You have a right to attend most court proceedings in Virginia state courts. However, your right of access is not absolute, and a court can restrict your access under certain circumstances. If you are interested in attending a court proceeding, visit the Virginia judiciary's website to find the locations, phone numbers, and websites for the state's Circuit Courts, Courts of Appeal, and Supreme Court. This page focuses on your ability to access certain types of proceedings.
You have a First Amendment right to attend criminal trials, Richmond Newspapers, Inc. v. Virginia, 448 U.S. 555, 580(1980). This includes the preliminary hearing and the jury selection process. The Virginia state constitution also provides a right of access to court proceedings. Va. Const. art. I, § 12; see Richmond Newspapers, Inc. v. Commonwealth, 281 S.E.2d 915, 922 (Va. 1981).
You may be denied access to the courtroom if a party seeking to close the hearing has an overriding interest that is likely to prejudiced and the closure is narrowly tailored to protect that interest. For example, the court may exclude you if the media's presence will deprive the defendant of her right to a fair trial because media coverage will influence the jury.
If the trial court closes the proceeding, the closure must be no broader than necessary to protect the interest of the party asserting the need for closure. The court must consider reasonable alternatives to closing the proceeding, and it must make findings adequate to support the closure. See generally Press-Enterprise Co. v. Superior Ct., 478 U.S. 1 (1986).
Grand Jury Proceedings
You will not be able to attend grand jury proceedings. These are proceedings in which the prosecutor presents evidence before a group of jurors who will determine if there is a sufficient basis to bring criminal charges against a person. Grand jury proceedings are held in secret and are not considered to be a part of the criminal trial process. See Va. Code Ann. § 19.2-192.

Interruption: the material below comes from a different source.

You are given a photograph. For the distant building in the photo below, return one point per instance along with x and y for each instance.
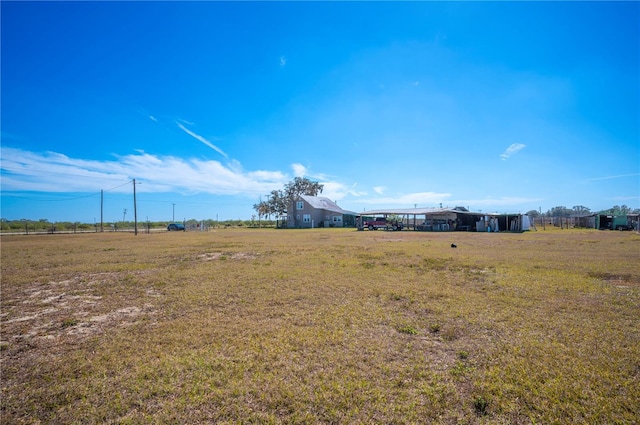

Other Proceedings and Conferences
You will not be able to access a few other hearings that have traditionally been closed to the public. These include “side-bar” or “in-chambers” conferences between the lawyers and the judge, and plea-bargaining sessions between the prosecutor and the defendant.
Juvenile Court Proceedings
You will not be able to attend most juvenile proceedings in Virginia because they are closed under state law. However, proceedings involving juveniles over the age of 14 who are charged with an offense that would be a felony if committed by an adult are presumptively open. Those proceedings may only be closed upon good cause and the court must state its reasons in writing. Va. Code Ann. § 16.1-302(C). The juvenile also has the right to a public trial if he so requests. Va. Code Ann. § 16.1-302(D).
In general, you should be able to attend civil proceedings, which are presumptively open to the public, in Virginia state courts. A civil proceeding may only be closed when the denial of access serves an important interest and that there is no less restrictive way to serve that interest. See Publicker Indus. v. Cohen, 733 F.2d 1059, 1070 (3d Cir. 1984).